Bob Mover My Heart Tells Me Motema 2013

Bob Mover

Motema is known world over for their globally inspired vision when it comes to improvised music either in the more traditional sense or the more globally infused music that is quickly pushing Motema to the top of the heap in the recording industry. June 11th marks the release date for Bob Mover with My Heart Tells Me.

So who is Bob Mover? As a teen, Mover had set in with the likes of Roy Eldridge, James Moody and Zoot Sims. Stints as a sideman with icons such as Chet Baker, Charles Mingus and Jaki Byard catapulted Mover to begin working as a leader starting in the mid 1970's. This very special two disc set is unique in that most instrumentalists in the more traditional sense rarely attempt to tackle vocal work on a consistent basis for reasons obvious and not so obvious. Disc one features Moover's vocals on some soulful standards including, "You've Changed" and "You Must Believe In Spring." While in the spirit of Chet Baker there is no doubt male vocalist of the year isn't in the cards for perhaps the best unknown saxophonist of our time, there is an incredible warmth and special character to the vocal styling of Mover. Effortless phrasing, spot on timing and the same innate feel for melody that seems magically transformed from his saxophone to his vocal work. Mover's vocals create an intimate setting that is only enhanced with his slightly breathy tone on tenor that has that old school Ben Webster sound reinvented for the artistry of Bob Mover.

Disc two is virtually all instrumental and Mover expands his harmonic base by including a second tenor saxophonist in Steve Hall. "Fair Weather," "Survival of the Sickest" and "Sweet Basil" and the addition of Hall not only solidifies the Mover sound but is a delightful introduction to a truly magnificent player. One non Mover tune that steals the spotlight on the second disc is the Mal Waldron tune "Dee's Dilemma" which goes back to Mover's days with Chet Baker. A tune with a counterpoint element that still remains somewhat ignored in modern jazz today. Bob Cranshaw holds down the bass chair and brings the ensemble cast together with his usual rock steady performance and amazing ability to literally hear the changes before they happen. New comer Josh Evans is a trumpet phenom in the making. Kenny Barron on piano would have to be a critics musical easy button. Steve Williams and Victor Lewis hold down the drum chair and play with the right about of finesse to compliment the amazing talent of Bob Mover.

Bob Mover is a sneaky musician. Mover's talent is stealth hitting you on both the cerebral and visceral plains without one realizing it before it is too late. When it comes to making old school new cool again there is simply none finer then the great Bob Mover.

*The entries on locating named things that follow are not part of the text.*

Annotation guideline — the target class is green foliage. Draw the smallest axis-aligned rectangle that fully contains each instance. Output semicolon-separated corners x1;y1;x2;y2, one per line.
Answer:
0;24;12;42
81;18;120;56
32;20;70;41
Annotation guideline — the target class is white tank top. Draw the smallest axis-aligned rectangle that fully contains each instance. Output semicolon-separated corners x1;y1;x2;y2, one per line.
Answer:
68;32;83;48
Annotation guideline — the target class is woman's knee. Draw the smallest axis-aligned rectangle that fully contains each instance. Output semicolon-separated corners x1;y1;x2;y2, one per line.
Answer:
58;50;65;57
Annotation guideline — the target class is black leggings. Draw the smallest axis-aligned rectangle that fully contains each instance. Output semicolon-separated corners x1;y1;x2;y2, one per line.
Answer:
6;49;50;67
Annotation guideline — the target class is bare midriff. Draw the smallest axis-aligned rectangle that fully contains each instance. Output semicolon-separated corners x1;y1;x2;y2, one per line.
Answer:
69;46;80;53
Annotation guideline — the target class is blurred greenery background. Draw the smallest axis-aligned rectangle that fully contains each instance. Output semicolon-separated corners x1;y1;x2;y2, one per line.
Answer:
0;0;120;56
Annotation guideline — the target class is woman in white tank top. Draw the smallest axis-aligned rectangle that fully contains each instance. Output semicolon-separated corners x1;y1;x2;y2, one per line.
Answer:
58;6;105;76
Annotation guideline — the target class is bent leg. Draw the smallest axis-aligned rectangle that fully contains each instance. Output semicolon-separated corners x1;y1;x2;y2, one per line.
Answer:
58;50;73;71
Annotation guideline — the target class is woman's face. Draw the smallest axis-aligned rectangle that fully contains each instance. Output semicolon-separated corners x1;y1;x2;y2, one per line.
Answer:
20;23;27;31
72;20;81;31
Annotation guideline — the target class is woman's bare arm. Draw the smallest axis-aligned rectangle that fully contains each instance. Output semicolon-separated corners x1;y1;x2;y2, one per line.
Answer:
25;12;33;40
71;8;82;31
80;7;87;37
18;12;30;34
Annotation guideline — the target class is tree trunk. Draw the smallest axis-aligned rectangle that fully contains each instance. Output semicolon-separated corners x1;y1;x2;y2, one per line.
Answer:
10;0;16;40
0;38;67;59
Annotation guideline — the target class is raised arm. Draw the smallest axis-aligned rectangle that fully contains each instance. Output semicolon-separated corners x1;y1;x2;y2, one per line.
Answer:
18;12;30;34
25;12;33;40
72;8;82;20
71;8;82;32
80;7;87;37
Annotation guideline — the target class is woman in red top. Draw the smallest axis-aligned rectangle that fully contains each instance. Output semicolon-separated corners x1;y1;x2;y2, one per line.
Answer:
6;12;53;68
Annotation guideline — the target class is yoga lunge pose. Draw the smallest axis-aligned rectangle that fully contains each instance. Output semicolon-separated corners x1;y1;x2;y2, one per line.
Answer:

Tracks - Disc One - My Heart Tells Me; So Near And Yet So Far; I Hadn't Anyone Till You; Get Out Of Town; Penthouse Serenade (When We're Alone); Gone With The Wind; You've Changed; By Myself; You Must Believe In Spring. - Disc Two - Dee's Dilemma; Survival Of The Sickest; Muggawump; Fair Weather; Chet's Chum; Sweet Basil; Carmen's Calypso.

Personnel: Bob Mover: alto, tenor & soprano saxophones & vocals; Kenny Barron: piano; Bob Cranshaw: bass; Steve Williams, Victor Lewis: drums; Josh Evans: trumpet; Steve Hall: tenor saxophone.